- Effective Kafka
- Chapter 1: Event Streaming Fundamentals
- Chapter 2: Apache Kafka
- Chapter 3: Architecture and Core concept
- Chapter 6: Desing Consideration
- is a paradigm -> reaction to events
- event -> change in state
- consist of
- emitters (producers)
- consumers (subscribers)
- channels(brokers)
- An emitter of an event is not aware of any of the event's downstream consumers.
- Event notifications are immutable.
- Features:
- Coupling - loosely coupled
- Resilience - less prone to outage (limited to individual component)
- Consistency - maintained by enforcing the single writer principle.
- Event stream -> durable, totally-ordered, unbounded sequence of immutable event records, delivered at least once to its subscriber(s).
- Publish-subscribe
- Log aggregation -> act as a buffer, offering an intermediate, durable database.
- Log shipping -> real-time copying of data which can be replayed later.
- SEDA pipeline -> Staged Event-Driven Architecture
- event flow through a series of processing stages linked by topics.
- CEP - Complex Event Processing
- extracts meaningful information and pattersn in a stream of discrete events.
- Used in algo sotck trading, security thread analysis, real time fraud detection.
- Broker Node: Host a set of append-only log files by partition.

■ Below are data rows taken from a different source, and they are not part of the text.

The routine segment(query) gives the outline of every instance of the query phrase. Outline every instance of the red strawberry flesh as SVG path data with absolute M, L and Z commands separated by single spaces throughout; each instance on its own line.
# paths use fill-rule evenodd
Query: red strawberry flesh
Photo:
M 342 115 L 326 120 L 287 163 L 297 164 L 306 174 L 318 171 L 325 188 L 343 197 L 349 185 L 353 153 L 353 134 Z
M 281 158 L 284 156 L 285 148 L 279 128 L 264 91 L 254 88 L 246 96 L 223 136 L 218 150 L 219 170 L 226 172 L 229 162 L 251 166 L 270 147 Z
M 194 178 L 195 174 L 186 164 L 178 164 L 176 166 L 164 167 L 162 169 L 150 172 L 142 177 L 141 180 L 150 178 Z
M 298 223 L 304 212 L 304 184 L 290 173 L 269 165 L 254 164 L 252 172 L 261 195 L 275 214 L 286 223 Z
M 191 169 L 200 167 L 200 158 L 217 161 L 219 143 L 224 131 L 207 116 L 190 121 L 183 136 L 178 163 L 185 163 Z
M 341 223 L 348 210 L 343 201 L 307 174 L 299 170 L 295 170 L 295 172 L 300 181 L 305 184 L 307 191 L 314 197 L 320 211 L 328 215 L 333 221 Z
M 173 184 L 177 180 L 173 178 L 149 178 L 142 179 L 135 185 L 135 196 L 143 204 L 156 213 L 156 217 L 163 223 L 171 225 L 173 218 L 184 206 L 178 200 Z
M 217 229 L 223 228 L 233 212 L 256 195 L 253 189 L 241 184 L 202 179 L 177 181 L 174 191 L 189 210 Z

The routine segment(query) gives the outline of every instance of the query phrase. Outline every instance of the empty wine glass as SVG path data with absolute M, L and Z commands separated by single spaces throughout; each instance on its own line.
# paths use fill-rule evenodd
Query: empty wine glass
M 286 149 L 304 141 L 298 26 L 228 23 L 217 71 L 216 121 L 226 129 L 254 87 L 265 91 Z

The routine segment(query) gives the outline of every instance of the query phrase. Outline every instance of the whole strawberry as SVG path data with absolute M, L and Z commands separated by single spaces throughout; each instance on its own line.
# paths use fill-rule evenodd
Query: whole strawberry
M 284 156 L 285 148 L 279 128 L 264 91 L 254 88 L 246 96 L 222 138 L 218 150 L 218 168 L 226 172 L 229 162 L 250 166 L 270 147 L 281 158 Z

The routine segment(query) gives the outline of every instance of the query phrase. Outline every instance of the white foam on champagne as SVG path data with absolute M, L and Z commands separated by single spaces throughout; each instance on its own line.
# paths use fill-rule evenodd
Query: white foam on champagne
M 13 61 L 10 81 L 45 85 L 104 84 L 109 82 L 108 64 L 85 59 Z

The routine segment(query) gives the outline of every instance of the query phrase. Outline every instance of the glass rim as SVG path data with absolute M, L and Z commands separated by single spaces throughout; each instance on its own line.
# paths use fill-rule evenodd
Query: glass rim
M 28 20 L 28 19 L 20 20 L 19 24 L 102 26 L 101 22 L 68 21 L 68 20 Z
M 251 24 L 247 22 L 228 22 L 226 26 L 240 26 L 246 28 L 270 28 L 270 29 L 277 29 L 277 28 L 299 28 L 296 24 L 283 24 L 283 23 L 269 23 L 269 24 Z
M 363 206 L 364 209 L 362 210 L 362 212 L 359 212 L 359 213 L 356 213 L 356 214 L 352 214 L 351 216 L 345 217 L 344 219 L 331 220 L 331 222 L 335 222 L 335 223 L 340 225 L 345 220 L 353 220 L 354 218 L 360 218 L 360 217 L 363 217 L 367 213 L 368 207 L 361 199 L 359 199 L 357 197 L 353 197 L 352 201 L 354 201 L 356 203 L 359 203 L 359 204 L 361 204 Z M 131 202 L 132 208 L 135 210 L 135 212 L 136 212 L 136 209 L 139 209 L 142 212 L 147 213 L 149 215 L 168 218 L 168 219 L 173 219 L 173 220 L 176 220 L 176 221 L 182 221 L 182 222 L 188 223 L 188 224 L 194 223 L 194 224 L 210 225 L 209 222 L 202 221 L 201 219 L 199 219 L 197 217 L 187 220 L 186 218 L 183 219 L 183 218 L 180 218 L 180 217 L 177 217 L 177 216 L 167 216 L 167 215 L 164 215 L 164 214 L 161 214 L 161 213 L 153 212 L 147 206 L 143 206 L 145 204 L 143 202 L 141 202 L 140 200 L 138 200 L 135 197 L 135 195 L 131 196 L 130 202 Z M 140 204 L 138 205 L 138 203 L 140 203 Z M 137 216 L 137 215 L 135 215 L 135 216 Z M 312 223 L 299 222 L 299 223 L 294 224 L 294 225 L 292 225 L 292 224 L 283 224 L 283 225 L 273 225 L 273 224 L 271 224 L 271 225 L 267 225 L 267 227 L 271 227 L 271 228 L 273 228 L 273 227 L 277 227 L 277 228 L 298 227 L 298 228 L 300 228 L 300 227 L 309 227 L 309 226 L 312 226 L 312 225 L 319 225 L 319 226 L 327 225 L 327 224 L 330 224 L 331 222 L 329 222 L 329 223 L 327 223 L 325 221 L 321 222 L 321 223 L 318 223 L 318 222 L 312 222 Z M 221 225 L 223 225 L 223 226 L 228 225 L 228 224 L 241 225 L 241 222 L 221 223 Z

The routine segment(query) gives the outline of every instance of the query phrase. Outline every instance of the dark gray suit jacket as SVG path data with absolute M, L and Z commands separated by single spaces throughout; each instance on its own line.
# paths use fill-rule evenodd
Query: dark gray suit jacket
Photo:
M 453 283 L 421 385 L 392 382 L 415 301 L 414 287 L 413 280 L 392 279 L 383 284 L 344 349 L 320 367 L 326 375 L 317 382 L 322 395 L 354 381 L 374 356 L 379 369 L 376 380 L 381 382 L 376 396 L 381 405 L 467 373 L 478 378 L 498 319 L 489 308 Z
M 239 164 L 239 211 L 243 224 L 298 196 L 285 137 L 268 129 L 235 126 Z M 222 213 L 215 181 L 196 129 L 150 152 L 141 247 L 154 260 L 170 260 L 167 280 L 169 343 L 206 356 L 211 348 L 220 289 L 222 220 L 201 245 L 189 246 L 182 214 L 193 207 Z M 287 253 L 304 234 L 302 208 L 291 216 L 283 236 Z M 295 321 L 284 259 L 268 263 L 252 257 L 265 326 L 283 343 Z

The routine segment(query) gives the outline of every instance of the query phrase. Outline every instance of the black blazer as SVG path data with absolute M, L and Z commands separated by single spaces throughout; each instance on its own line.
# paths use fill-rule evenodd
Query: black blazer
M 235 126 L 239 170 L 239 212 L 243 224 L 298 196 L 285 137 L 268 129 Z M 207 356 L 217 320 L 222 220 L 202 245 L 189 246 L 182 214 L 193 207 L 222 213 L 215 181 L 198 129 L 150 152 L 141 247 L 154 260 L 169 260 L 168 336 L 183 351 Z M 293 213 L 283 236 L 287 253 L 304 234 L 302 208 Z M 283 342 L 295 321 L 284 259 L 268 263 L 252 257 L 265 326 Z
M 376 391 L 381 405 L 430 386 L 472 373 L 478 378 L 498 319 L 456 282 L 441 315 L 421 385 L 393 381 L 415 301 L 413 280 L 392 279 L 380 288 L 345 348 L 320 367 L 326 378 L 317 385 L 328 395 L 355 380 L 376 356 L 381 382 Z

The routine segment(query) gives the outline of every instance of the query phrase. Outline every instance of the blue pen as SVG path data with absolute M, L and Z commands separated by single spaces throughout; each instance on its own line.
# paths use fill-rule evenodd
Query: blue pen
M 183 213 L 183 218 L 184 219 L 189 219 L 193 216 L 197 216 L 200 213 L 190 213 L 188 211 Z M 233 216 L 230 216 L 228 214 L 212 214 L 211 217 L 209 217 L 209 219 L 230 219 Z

- Zookeeper Nodes: Act as a consistent and highly available configuration repository of cluster metadata.
- It's not an internal component of Kafka, but an open-source project in its own.
- Produces: Client app responsible for appending records to Kafka topics
- Consumers: Client app that read from topics
- Total ordered set - every element has a well-defined ordering relationship with every other element in the set
- Ex - 1-> 2 -> 3 -> 4
- Every element has a predecessor-successor relationship with every other element.
- We can remove any element from the set and reinsert them back and will arrive at the same sequence.
- Unordered set -> {Delhi, Mumbai, KolKata}
- We don't know why Delhi should appear before Mumbai without applying any constraints.
- No pair of elements are comparable.
- Partially ordered set -> Ex - set of natural no. ordered by divisibility, such that a number must appear after its divisor.
- {2, 3, 5, 7, 4, 6, 9, 10, 8}
- 2 appear before 4 and 4 appear before 8 or 12.
- Not every pair of elements needs to be comparable.
- Casual order -> two elements may be bounded by a happened-before relationship.
- each element represents an event and some pairs of events have a happened-before relationship.
- corresponds to some event of interest.
- Attributes:
- Key - optional non-unique key
- represented as an array of bytes.
- Value - payload of a record.
- Headers - a set of free-form key-value pairs that can optionally annotate a record.
- Partition number - A zero-based index of the partition that the record appears in.
- Offset- A 64-bit interger for locating a record withing a partition.
- uniquely identifies it in the partition.
- acts as a priamary key, allowing for fast, O(1) lookups.
- strictly monotonically increasing integer
- Key - optional non-unique key
- Here, key is not a primary key.
- Primary key - record's partition number and its offset.
- Published records are appeneded to a partition.
- Any pair of records in the same partition is bound by a predecessor-successor relationship (assigned by produer application)
- Comprises of one or more partitions and a partition must be a part of exactly one topic
- A consumer is a process or thread that attach to a kafka cluster via a client library.
- A consumer group are effectively a load-balancing mechanism within kafka - distributing partition assignements evenly among the individual consumer instances withing the group.
- A consumer internally maintains an offset that points to the next record in a partition.
Consumer groups also ensures availability.
- By peridically reading records from a topic, the consumer implicitly signals to the cluster that its in a healthy state.
- If the consumer fail to read again within the allowable deadline, it will be deemed faulty nad its partition will be reassigned.
- Persisting the consumer state back to the Kafka cluster is called commiting the offset.
- Consumer will read a record and commit the offset of the last record +1.
- If a new consumer takes over the topic, it will commence processing from the last commit offset
- Who owns the topic and who's responsible for it's upkeep?
- In single-producer-multiple-consumers, there may be a number of disaggreeing parties.
- Sol - Rather than feeding consumers directly, intermediate processing stages are employed to conform to consumer group's expectations.
- Consumer takes ownership of the conditioning stage.
- Producer-driven partitioning
- Responsibility of assigning records to partition lies with the producer.